Friday, 27 October 2023

Halloween 5: The Revenge of Michael Myers (1989)


What do you do when a sequel reinvigorates a franchise, delivers the kind of entertainment and suspense slasher fans want, and caps it all off with one of the best endings in horror movie history? Apparently the preferred course of action would be to renege on said ending, turn Jamie Lloyd (Danielle Harris) from a murderer's heir-apparent into a mute mental patient, unceremoniously kill off "Halloween 4: The Return of Michael Myers" final girl Rachel (Ellie Cornell), have Michael Myers take off his mask and cry, throw in a pair of comedy cops, and introduce a crop of teen characters who'd feel more at home in a "Friday the 13th" movie than they do here. Don't get me wrong: "Halloween 5: The Revenge of Michael Myers" isn't awful (compared to what was going on in the "Friday" and "A Nightmare on Elm Street" sagas it's downright competent), but it's crocked by so many baffling creative decisions, the worst of which is the introduction of the reviled "Thorn" subplot, which in turn leads to one of the stupidest endings to a horror movie ever and ultimately spawned "Halloween: The Curse of Michael Myers".

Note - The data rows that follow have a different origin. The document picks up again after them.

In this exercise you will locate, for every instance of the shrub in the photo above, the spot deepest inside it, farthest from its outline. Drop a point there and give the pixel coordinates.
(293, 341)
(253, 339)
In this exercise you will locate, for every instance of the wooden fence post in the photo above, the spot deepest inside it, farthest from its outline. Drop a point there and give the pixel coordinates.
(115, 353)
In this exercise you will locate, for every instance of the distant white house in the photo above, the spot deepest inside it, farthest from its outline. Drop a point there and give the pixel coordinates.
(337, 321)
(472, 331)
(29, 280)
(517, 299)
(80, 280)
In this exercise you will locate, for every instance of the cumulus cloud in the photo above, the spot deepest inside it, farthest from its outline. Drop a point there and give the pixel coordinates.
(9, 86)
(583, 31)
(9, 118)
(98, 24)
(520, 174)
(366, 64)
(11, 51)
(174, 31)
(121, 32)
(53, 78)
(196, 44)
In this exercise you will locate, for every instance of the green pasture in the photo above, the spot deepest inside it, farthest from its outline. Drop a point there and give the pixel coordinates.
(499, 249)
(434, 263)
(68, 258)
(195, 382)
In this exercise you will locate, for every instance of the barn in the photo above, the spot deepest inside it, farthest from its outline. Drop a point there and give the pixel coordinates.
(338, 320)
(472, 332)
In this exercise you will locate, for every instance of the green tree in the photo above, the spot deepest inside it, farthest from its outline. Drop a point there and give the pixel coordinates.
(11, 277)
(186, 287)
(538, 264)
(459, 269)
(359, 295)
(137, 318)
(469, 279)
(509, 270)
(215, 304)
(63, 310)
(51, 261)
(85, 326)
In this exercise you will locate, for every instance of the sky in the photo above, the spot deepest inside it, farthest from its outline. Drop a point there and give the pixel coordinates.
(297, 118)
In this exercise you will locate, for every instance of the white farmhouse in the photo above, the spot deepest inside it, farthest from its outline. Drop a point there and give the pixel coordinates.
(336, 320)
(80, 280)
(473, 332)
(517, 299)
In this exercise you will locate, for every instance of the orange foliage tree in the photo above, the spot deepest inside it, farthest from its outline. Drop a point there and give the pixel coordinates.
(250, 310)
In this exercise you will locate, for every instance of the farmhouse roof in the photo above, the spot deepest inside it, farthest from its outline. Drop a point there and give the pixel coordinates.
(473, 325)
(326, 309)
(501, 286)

Set a year after the events of the fourth movie, "Halloween 5" finds Jamie Lloyd confined to the Haddonfield Children's Clinic, where it becomes clear that she shares a telepathic link to her uncle Michael Myers when he awakens from his slumber and begins killing again. Needless to say, Dr. Sam Loomis (Donald Pleasence) is on hand to witness Jamie's visions of her uncle's blood-shedding ways and sets out to stop his former patient once more. Meanwhile, Rachel Carruthers' pal Tina (Wendy Kaplan) and her friends set out for a Halloween night party, not knowing they're on a collision course with a vengeful Myers.

Directed by Domenique Othenin-Girard and photographed by Robert Draper with a flair for arresting visuals, "Halloween 5" is the best looking sequel between John Carpenter's original and Rob Zombie's "Halloween II". Alas, this is in service of a story that bears the tell-tale signs of uninspired development and rushed production. Given the opportunity to take the franchise in a daring, potentially compelling direction with Jamie Lloyd in the antagonist role, the filmmakers instead bank on a repeat Michael Myers performance, which they attempt to jazz up with the introduction of supernatural and emotional flourishes that actually make the movie worse than it would have been had they played it strictly by the numbers. The fact that some goober dressed in black suit and hat has more presence in the movie than Myers himself is just silly.

For their parts, Donald Pleasence and Danielle Harris turn in solid performances despite working with substandard material. As Tina Williams, Wendy Kaplan is bubbly and endearing in a part that gets way too much hate from franchise fans on account of Rachel's terribly handled death early in the movie. Other cast members do what they can with what they're given, but this movie was just destined to flop. Yes, it remains more tolerable than "Halloween: Resurrection" and more entertaining than either "Halloween III: Season of the Witch" or "Halloween: H20", but that's not exactly a high bar. And the ending. The ending!